Thanks, all

I've added you...
No one has written bad things about my in response to my blog - the blog is new, in response to the bad reception telling people about my illness has received.
It really is something I do not understand either, how people can be so nasty. One of my "friends" seems to be convinced that I am just fat and lazy, and that if I will exercise religiously like she does (she works for Curves and lives and breathes them) she thinks all my problems will magically disappear. It was terrible, actually...
I turned 22 on the 10th of this month, and my husband and three of our friends and I went to Applebee's to celebrate (the above mentioned young woman was one of the three). While there the subject of the gym Curves for Women came up (a play on that gym was on the Simpsons, playing on one of the tvs in the building). My DH jokingly said that one day he'll start one for men and call it "Chunks, the gym for men." The two guys with us thought it was hysterical, as did I... my friend's response was a disapproving tsking sound, followed by the comment, "The gym's name is supposed to represent what you want to GAIN, not what you want to get RID of!"
I try very hard to avoid conflict, but I just couldn't help myself! I said, "Well, I guess I don't need to go to Curves since I already have plenty!" She said, "Well, there are the 'right' kind of curves, and the -" (she stopped herself). Then she followed with, "Anyway, chunks are gross. You shouldn't have chunks." I said, "Well, I happen to love my chunky husband, and think he's super sexy!"

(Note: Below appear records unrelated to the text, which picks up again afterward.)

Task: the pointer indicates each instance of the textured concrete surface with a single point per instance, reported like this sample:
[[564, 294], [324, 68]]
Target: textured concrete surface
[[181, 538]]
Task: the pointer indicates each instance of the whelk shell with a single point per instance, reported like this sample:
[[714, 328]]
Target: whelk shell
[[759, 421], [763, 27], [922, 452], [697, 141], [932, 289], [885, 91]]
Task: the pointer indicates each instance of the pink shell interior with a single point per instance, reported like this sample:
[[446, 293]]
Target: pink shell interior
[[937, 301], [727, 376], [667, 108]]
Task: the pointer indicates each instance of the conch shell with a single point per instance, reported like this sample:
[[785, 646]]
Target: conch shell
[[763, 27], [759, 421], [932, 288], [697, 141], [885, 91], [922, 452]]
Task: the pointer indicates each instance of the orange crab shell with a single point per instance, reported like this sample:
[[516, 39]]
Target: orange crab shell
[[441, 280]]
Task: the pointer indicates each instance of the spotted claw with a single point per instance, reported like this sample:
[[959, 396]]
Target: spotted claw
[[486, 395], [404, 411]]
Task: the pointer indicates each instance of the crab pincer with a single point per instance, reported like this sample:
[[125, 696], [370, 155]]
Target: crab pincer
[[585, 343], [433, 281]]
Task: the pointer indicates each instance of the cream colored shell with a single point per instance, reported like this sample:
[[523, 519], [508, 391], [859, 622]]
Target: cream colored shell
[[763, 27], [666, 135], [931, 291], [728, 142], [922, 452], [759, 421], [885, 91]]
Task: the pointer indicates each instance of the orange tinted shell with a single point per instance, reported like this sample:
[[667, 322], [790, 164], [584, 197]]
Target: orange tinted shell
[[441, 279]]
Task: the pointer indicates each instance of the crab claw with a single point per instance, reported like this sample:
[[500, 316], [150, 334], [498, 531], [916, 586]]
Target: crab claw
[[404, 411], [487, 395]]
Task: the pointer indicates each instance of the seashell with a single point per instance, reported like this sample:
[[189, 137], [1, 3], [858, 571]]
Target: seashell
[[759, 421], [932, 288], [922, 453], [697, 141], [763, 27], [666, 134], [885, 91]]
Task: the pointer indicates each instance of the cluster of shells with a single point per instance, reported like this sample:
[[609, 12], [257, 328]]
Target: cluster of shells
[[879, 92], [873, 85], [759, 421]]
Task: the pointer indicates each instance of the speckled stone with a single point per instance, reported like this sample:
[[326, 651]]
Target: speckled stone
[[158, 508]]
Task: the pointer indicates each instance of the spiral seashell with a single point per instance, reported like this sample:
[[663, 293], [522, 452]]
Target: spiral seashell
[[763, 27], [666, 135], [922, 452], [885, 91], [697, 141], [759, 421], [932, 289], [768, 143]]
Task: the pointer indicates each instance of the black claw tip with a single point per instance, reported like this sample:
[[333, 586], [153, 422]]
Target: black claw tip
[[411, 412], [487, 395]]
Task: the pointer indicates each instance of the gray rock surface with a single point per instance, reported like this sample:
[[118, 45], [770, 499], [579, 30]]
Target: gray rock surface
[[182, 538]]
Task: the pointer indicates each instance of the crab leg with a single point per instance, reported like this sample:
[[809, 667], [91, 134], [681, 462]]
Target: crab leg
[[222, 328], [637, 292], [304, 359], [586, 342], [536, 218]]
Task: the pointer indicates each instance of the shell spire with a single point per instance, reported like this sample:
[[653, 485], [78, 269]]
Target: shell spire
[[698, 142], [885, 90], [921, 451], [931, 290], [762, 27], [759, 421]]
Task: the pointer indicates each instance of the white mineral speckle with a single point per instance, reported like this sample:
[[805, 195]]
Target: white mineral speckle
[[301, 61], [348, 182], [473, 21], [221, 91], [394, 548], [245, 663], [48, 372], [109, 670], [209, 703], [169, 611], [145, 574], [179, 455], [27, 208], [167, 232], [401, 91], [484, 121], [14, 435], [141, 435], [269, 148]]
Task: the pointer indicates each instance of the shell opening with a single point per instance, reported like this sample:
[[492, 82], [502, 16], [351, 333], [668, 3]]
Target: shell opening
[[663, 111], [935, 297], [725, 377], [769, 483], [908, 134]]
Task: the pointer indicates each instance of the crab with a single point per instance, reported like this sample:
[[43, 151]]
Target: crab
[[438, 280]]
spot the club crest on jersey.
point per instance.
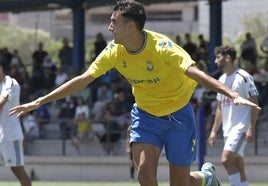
(124, 64)
(150, 66)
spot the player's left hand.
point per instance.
(239, 100)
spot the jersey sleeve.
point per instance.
(175, 55)
(105, 61)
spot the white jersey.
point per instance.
(10, 128)
(236, 117)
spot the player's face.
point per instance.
(220, 61)
(118, 27)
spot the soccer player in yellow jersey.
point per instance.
(163, 78)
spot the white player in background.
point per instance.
(11, 136)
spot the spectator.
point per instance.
(249, 49)
(65, 56)
(48, 63)
(11, 135)
(264, 49)
(112, 133)
(203, 50)
(6, 57)
(84, 131)
(38, 58)
(61, 77)
(31, 130)
(81, 108)
(121, 107)
(43, 117)
(190, 47)
(66, 115)
(178, 40)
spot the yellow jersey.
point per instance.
(156, 72)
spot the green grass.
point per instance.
(43, 183)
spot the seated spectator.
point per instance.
(121, 107)
(112, 133)
(31, 130)
(61, 77)
(43, 117)
(66, 115)
(84, 131)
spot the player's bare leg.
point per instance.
(145, 158)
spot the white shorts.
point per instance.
(235, 142)
(11, 153)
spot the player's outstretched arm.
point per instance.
(209, 82)
(70, 87)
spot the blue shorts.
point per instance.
(175, 131)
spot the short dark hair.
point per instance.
(226, 50)
(133, 10)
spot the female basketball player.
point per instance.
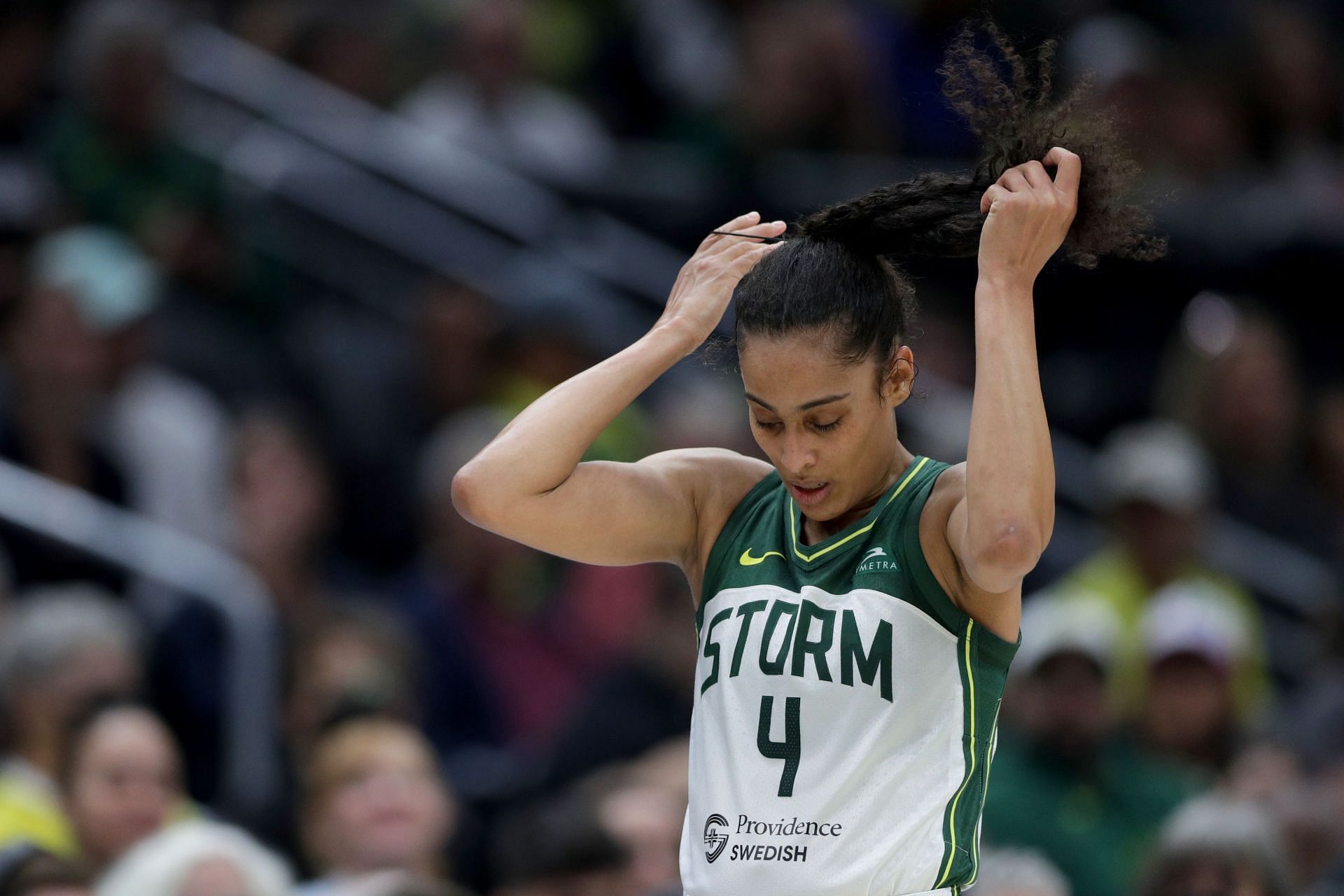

I thought for sure she'd drop it then, but NOOOOOO...
"Whatever you say - chunks and chub are unattractive and gross."
I was so furious, I lost my appetite and just kind of tolerated the rest of the evening with her. In retrospect, I shouldn't have let her get away with it, even though it would have meant making a scene in front of the men. No one has the right to say such disparaging things about another person, and especially not about another person to their spouse!
So, it's people like her that I am protecting my privacy from, mostly. It's also people like the man in my church who made the "funny" comment that "there is no better birth control than that!" when told that I may have trouble having babies because this illness makes me anovulatory (I didn't mean to say so much, he wouldn't drop it).
I have just decided that I need to be more discriminatory when sharing about this issue. I was very open at first, because my dx marked the end of ten years of people thinking - and telling me - that I was crazy, as well as ten years of strange, upsetting and painful symptoms without an explanation, and I wanted everyone to rejoice with me! I was naive.